Safe, my ass. Grant burrowed beneath my skin and infected my life with his presence. I’m already ruined. I’ll be damned if I stay when it’s blatantly obvious he doesn’t want me.
Fuck him.
Halfway to the door, a firm arm catches me by the waist. Panic and relief flood me in equal measure, but my brain riots against his hold.
“Let me go.”
I struggle to pry his hand from where his fingers dig into my side. Twisting and pulling, I try to wrench myself from his grip, but he snares me with his other hand. I’m trapped.
“Quinn. Stop.”
“No. You don’t want me here. I’m leaving.” I flail my arms and rear back, away from his solid frame.
Grant catches my arms in his hands and backs me to the wall beside the door. His body crowds me, his knee pressing between my thighs, his hands pinning mine to the faded blue wallpaper. The scent of his soap and the heat of his body surround me, consume me. I bite back a whimper at the contact. His touch isn’t rough, but it’s firm. It’s more comforting than it should be. But I can’t concede. I won’t. He wants me gone? I’ll go.
When I push against his hold, he leans into me instead of tightening his grip. His heat pulls me in, lulling me into compliance. The rough pad of his thumb caresses the inside of my wrist, and I stifle a whimper.
“Breathe, Quinn.” His gentle caress seeps into that long-deprived piece of my soul.
I close my eyes, trying to resist how good it feels, how it tames the beast raging inside me. My inhaled breath shutters, like I can’t get it out past the ball of pain in my chest. When I release it, my tension goes with the exhale. I sink into his hold.
“Good girl.”
My heart flutters at the praise, and I soak it up with his caress, like a flower kept in the dark for years suddenly exposed to the bright sunshine.
He flattens the back of my hands against the wall and traces his fingertips over the sensitive skin of my palms. “Take another deep breath.”
I obey, desperate for more of the feeling expanding inside me. I can’t name it, I can’t explain it. It swells and fills the spaces inside me that have been barren for too long. A brazen part of my mind tells me to fight against this, to steel myself against this fleeting rush. But I melt against him. I want more than he’s offering.
When I meet his gaze, I’m struck by the complexity of his expression. Dark eyes wide and vulnerable. Full lips parted. Skin flushed.
My tongue darts over my dry lips. “Grant, please...”
Let me go.It’s what I want to say but not what it sounds like. That’s not what my body demands. It wants everything he has to offer and more. It craves the chance to fill the voids, to embrace the moment.
I want him, all of him.
I close my hands around his fingertips, gently caressing them in my limited capacity. He relinquishes his hold on my wrists to slide his hands over my arms before tracing along my throat. His touch burns, leaving heat in its wake.
There’s nothing stopping me from arching into his touch. My body curves into his, craving contact. I want his hands everywhere.
“Quinn.” The reverent murmur of my name from his lips snaps what remains of my restraint.
I throw myself against him, my fingers tangling in his hair, and I drag him to me, closing the minuscule gap between us.
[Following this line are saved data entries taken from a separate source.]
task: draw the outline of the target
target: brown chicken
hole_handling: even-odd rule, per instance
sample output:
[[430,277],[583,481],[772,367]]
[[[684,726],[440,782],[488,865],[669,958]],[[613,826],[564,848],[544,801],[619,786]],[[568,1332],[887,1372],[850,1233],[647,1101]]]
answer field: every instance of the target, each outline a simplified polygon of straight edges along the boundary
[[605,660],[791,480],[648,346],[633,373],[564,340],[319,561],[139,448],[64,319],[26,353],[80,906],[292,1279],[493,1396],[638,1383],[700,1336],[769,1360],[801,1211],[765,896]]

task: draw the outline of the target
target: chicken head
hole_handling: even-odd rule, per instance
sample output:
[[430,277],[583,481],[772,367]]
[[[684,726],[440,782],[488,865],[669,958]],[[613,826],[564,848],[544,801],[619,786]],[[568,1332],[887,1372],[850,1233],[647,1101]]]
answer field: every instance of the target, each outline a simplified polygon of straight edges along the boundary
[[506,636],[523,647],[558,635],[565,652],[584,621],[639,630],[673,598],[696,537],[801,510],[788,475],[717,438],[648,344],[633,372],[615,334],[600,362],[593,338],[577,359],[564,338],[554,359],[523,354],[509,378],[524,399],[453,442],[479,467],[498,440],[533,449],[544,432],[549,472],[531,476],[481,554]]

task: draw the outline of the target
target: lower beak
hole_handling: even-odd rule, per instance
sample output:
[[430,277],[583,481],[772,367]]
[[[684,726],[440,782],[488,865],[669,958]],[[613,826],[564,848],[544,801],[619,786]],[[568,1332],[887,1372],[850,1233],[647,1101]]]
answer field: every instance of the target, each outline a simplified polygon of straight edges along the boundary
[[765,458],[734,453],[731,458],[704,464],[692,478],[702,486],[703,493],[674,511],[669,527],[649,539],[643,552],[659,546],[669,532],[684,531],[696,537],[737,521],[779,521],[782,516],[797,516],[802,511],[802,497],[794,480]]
My lips brush his.
It’s the only encouragement he needs to crash through the invisible barrier separating us. With a moan, his lips part, and I’m lost in him.
Grant cradles my face in his hands, his fingertips brushing my earlobes. I pull myself closer, needing more contact. More of him.
He tastes like sin and salvation with a bite of wintergreen. I delve deeper, tasting him completely. The warm strength of his lips against mine leaves me breathless.
Then he’s gone. He rests his head against mine for a long moment.
My racing heart pounds with uncertainty. Doesn’t he want me? What’s wrong?
I swallow the knot in my throat as he leans back, his eyes leveling with mine. He caresses my jaw and hooks his finger beneath my chin, forcing me to hold his gaze.
“Tell me you want this, Quinn.” He licks his kiss-bruised lips. “This is your chance to walk away.”